As the originally-worded question indicated, marketing research would be used to develop the most effective strategy and make sure the right message is reaching the right people.  By their nature, outpatient procedures are less involved than those that must occur inside a formal hospital operating room.  They are less time-intensive and seldom involve life-and-death procedures, assuming, of course, that no tissue biopsies reveal cancerous cells.  In short, an outpatient surgical center would target its marketing to the young, mobile segments of society: those less inclined to prefer a visit to a hospital to the smaller, more relaxed setting constructed into the design for most such outpatient facilities.  Images of smiling, relaxed pre- and post-operative patients would appear in a marketing campaign, as would the substantial cost savings involved in utilizing these facilities relative to a hospital. 

Another element of a marketing campaign for an outpatient surgical center would involve location.  Again, much smaller and informal in appearance than hospitals, outpatient centers can geographically and aesthetically fit into more urban and suburban locations than large hospitals with even larger parking lots.  An emphasis on convenience, then, would presumably constitute another attribute for inclusion in a marketing campaign. 

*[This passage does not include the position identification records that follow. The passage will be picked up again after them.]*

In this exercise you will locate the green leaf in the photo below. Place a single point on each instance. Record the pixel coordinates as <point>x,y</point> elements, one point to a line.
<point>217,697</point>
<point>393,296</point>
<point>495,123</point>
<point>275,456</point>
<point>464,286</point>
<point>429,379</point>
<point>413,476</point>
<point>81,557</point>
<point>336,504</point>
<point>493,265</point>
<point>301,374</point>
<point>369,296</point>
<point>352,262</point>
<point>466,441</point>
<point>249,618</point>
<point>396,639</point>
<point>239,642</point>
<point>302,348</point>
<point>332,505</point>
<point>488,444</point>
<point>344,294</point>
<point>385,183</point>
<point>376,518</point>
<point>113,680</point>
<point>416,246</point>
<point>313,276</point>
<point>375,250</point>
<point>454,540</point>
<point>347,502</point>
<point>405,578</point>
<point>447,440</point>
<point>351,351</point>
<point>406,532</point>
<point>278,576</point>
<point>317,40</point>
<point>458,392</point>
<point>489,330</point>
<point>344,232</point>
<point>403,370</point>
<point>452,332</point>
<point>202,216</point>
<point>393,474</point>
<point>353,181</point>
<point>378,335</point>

Accumulating data on the need for a surgical center in a particular community could involve identification of the location of the nearest medical complex from which referrals could occur or, conversely, could indicate an absence of a large-enough need for such a facility and the requirement to seek out alternative locations.  Health care is a universal need; everybody, at some point, needs some kind of minor surgical procedure.  A community that appears underserved by the health care industry would be a logical target, especially if local family doctors are otherwise limited to referring patients to larger, more distant and intimidating hospitals.  Surveying community physicians who specialize in family practice and internal medicine would provide invaluable insights into the viability of opening a new outpatient center in the area.

Outpatient surgical centers have concrete attributes that would provide natural areas of emphasis for marketers.  Marketing to both family physicians and to surrounding communities would provide a viable strategy for success.